How called you the man you speak of, madam?
COUNTESS. He was famous, sir, in his profession, and it was his great right to be so—Gerard de Narbon.
LAFEU. He was excellent indeed, madam; the king very lately spoke of him admiringly and mourningly; he was skilful enough to have liv’d still, if knowledge could be set up against mortality.
BERTRAM.
What is it, my good lord, the king languishes of?
LAFEU.
A fistula, my lord.
BERTRAM.
I heard not of it before.
LAFEU. I would it were not notorious.—Was this gentlewoman the daughter of Gerard de Narbon?
COUNTESS. His sole child, my lord, and bequeathed to my overlooking. I have those hopes of her good that her education promises; her dispositions she inherits, which makes fair gifts fairer; for where an unclean mind carries virtuous qualities, there commendations go with pity,—they are virtues and traitors too: in her they are the better for their simpleness; she derives her honesty, and achieves her goodness.
LAFEU.
Your commendations, madam, get from her tears.

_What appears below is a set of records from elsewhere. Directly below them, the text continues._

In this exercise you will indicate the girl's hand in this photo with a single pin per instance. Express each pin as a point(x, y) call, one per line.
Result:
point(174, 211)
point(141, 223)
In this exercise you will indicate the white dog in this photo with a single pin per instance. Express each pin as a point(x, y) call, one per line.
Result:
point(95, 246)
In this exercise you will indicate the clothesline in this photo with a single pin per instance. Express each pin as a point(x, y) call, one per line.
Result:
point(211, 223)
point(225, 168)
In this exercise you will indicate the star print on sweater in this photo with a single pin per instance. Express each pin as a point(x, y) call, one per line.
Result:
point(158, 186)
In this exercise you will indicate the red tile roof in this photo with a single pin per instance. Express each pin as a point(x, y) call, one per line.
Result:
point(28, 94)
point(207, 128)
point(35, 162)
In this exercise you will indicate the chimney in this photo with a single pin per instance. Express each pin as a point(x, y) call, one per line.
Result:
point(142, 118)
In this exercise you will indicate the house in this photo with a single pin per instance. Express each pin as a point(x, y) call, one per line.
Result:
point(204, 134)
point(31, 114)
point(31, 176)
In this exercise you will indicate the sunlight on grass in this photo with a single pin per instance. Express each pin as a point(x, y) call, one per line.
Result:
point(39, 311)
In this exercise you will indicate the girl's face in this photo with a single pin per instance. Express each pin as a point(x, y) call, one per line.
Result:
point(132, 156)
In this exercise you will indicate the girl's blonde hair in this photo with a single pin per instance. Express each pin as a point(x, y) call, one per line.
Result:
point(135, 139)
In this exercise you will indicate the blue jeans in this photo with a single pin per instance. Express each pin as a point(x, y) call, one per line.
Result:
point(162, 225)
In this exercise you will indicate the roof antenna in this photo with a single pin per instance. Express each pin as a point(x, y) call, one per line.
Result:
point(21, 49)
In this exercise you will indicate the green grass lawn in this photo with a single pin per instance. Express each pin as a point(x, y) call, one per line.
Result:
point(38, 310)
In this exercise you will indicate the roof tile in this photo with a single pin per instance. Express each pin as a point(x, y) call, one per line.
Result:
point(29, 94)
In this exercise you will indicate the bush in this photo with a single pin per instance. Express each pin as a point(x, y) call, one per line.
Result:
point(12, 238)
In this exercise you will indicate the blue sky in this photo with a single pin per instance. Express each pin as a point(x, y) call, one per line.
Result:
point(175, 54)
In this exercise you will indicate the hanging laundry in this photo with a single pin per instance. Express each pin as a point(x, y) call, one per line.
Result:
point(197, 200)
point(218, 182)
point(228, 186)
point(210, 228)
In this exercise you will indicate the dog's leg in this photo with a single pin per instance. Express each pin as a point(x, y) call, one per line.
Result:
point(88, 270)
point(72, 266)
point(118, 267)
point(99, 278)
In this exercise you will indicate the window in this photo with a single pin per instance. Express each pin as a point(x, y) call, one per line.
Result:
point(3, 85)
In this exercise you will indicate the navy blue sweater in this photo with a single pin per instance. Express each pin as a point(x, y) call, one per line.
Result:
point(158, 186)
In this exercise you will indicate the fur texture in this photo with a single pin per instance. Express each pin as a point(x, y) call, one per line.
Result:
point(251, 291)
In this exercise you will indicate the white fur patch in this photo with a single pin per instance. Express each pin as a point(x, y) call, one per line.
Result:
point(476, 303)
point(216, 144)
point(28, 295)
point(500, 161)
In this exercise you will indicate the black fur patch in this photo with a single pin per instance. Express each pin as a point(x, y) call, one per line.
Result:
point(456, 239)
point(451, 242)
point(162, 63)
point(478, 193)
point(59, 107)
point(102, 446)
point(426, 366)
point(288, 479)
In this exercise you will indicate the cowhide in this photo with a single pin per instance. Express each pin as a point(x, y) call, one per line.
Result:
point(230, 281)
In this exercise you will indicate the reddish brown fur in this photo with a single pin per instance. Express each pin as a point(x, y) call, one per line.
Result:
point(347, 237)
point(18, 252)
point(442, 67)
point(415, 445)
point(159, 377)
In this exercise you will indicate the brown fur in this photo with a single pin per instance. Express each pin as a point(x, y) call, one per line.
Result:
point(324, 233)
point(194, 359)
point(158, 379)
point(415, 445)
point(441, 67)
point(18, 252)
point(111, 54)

COUNTESS. ‘Tis the best brine a maiden can season her praise in. The remembrance of her father never approaches her heart but the tyranny of her sorrows takes all livelihood from her cheek. No more of this, Helena,—go to, no more, lest it be rather thought you affect a sorrow than to have.
HELENA.
I do affect a sorrow indeed; but I have it too.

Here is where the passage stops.